Kenya’s proposed Finance Bill 2026 marks another major shift in the government’s strategy to widen the tax base while tightening compliance across the digital economy. Unlike previous finance bills that focused heavily on direct tax increases, the 2026 proposals target transaction ecosystems, digital platforms, mobile payments, virtual assets and informal-sector compliance.
The proposed changes come as the government seeks to finance a projected Sh4.82 trillion budget while managing rising debt obligations and slower revenue growth. Analysts note that the Treasury is increasingly focusing on high-volume sectors such as mobile money, fintech platforms, betting, e-commerce and cryptocurrency trading because of their rapid expansion and relatively low historical taxation.
One of the most controversial proposals is the planned 16 percent VAT on digital payment platform services, including payment gateways and transaction-processing infrastructure linked to platforms such as Safaricom M-Pesa, Pesapal and Kenswitch.
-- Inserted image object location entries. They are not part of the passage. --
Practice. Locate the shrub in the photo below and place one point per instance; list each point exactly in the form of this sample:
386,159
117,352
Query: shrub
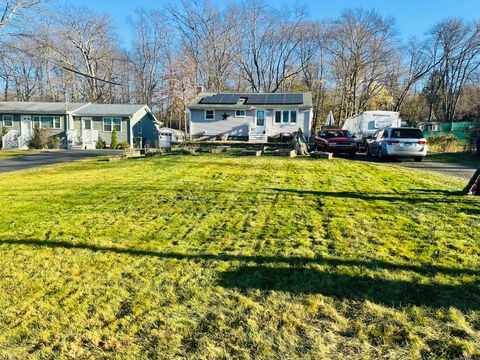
124,145
472,135
101,144
55,142
40,138
443,143
114,142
While the Treasury insists the VAT targets service providers rather than individual users, market analysts expect the additional tax burden to eventually be passed to consumers through higher transaction fees.
The timing is significant because Kenya’s digital payment ecosystem has grown into one of Africa’s largest financial networks. M-Pesa alone processed 46.4 billion transactions valued at Sh41.7 trillion in the year to March 2026, representing an 8.9 percent increase in transaction value and a 25.1 percent jump in transaction volumes. M-Pesa revenues also rose 13.4 percent to Sh182.7 billion, underlining why the sector has become a key target for new tax measures.
The Finance Bill 2026 also signals Kenya’s strongest move yet toward regulating cryptocurrency and virtual asset transactions. Under the proposals, virtual asset service providers and crypto exchanges will be required to submit annual transaction reports to the Kenya Revenue Authority (KRA), including user activity and transaction records. Kenya is also seeking powers to enter international agreements for automatic exchange of crypto-related tax information.
The move reflects growing pressure on governments globally to monitor digital assets more closely amid concerns over tax evasion, money laundering and cross-border financial flows. Kenya has emerged as one of Africa’s fastest-growing crypto markets over the past three years, driven largely by stablecoin adoption, online freelancing payments and peer-to-peer trading.
Beyond digital finance, the bill proposes higher excise duties on mobile phones, gambling winnings, tobacco products and selected imports. Smartphones could attract a proposed 25 percent excise duty, a move likely to increase retail prices in a country where smartphone penetration continues to expand rapidly.
For landlords, the proposed residential rental income tax would increase from 7.5 percent to 10 percent, potentially increasing pressure on rental pricing in urban areas already experiencing high living costs.
The bill also introduces stricter compliance rules. KRA is expected to gain expanded authority to generate pre-filled tax returns using electronic transaction records and eTIMS data. Filing deadlines for annual returns could also reduce from six months to four months after the end of the financial year, tightening compliance timelines for businesses and individuals alike.
For businesses, especially SMEs and digital entrepreneurs, the Finance Bill 2026 reflects a broader shift toward data-driven tax enforcement. Informal-sector traders, online businesses and fintech users are increasingly becoming visible through transaction analytics, mobile payment trails and automated invoicing systems.
Economically, the proposals highlight the government’s balancing act between raising revenue and protecting consumer spending power. While the Treasury argues the measures will improve fairness and close loopholes, critics warn that additional taxes on digital transactions and consumer technology could raise the overall cost of living at a time when households are already facing inflationary pressure.
The Finance Bill 2026 is still undergoing parliamentary review and public participation, meaning some proposals may be amended before final approval. However, the direction is increasingly clear: Kenya’s tax system is rapidly shifting toward digital surveillance, automated compliance and taxation of high-frequency financial activity.